Yesterday, I left Killarney for Galway — a lively college town in western Ireland. During the day/evening the pedestrian streets bustle with activity and can get very crowded. But, in the morning, they’re beautifully sunlit and peaceful. It’s my favorite time for a stroll.

Galway is very compact, walkable, and easy to navigate. The River Corrib runs north to south and divides the city in two. There are several canals weaving through the western side with pedestrian bridges every few hundred yards.

If you keep walking south, you’ll eventually hit Galway Bay and the city’s beautiful waterfront. But don’t feed the swans. Yikes!


Cool story: On my way to the bay, I happened upon an area void of other pedestrians. It was just me, the swans (don’t feed them!), this pretty blue boat, and a long stretch of river basin …

At one point, though, I noticed two men in the distance. They were standing on the walkway next to the basin. As I got closer, I recognized them. A few days ago, while staying in Killarney, I took a coach tour of the Dingle Peninsula. The two men on the walkway had been on the same tour!

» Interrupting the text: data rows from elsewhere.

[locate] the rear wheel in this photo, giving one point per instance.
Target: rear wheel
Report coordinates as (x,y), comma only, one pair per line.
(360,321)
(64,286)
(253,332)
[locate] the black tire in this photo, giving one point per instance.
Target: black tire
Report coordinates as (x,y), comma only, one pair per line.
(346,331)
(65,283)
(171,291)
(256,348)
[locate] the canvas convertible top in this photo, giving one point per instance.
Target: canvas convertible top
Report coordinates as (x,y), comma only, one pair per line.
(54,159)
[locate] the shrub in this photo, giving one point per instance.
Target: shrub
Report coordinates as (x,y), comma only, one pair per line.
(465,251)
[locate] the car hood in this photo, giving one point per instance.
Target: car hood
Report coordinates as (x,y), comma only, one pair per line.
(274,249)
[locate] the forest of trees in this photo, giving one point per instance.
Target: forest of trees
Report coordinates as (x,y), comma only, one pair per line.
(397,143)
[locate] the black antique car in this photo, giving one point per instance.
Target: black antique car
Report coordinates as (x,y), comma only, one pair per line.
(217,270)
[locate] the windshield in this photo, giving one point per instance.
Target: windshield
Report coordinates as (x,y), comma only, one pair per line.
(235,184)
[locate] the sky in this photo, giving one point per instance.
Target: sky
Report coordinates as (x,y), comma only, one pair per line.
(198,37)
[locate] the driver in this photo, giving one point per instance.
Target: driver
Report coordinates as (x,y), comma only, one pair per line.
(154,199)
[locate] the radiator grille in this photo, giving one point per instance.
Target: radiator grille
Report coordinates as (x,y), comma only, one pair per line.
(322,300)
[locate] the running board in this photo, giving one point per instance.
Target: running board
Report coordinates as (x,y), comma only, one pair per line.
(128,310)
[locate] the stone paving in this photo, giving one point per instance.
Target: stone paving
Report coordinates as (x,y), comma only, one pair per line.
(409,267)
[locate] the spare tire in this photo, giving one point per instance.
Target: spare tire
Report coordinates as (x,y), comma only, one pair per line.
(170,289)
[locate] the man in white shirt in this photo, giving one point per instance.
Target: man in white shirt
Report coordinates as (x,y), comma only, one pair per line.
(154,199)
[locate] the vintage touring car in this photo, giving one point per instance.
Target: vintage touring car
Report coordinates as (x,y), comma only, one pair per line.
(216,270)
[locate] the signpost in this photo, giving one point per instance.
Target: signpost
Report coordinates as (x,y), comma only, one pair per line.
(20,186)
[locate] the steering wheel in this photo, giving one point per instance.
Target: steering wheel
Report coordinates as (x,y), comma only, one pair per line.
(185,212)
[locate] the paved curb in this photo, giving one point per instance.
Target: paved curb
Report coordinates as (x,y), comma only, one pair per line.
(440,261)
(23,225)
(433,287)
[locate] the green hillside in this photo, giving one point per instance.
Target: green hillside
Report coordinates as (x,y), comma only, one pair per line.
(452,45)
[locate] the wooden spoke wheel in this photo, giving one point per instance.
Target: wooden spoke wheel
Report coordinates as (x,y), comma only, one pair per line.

They were a father and son from Salt Lake City. We swapped travel stories and questioned the odds of crossing paths again, three days later, in a new town more than a hundred miles away. They also shared their experience renting cars in both the U.K. and Ireland. Not only did they say it very expensive (with the required insurance fees), they also said it was pretty nerve-wracking, even with them sharing the driving and navigating. I’ve really been questioning my decision to not rent a car while in Ireland. Hearing their perspective put my mind at ease. Looks like more coach tours for me!

There’s one more thing I want to mention about my morning walk — visiting Galway’s Magdalene Laundries monument.

If you’ve never seen the film The Magdalene Sisters, it’s incredibly moving, haunting, and well worth renting. The film Philomena focuses on the same topic: Ireland’s Magdalene Laundries run by the Catholic Church. These “laundries” were basically forced labor institutions for women who were deemed “fallen” because they were prostitutes … or because they had been abused, raped, orphaned, gotten pregnant out-of-wedlock or were considered promiscuous. While imprisoned in these institutions, women were subjected to physical, emotional, sexual and spiritual abuse. According to this article, the last of these laundries didn’t close until 1996.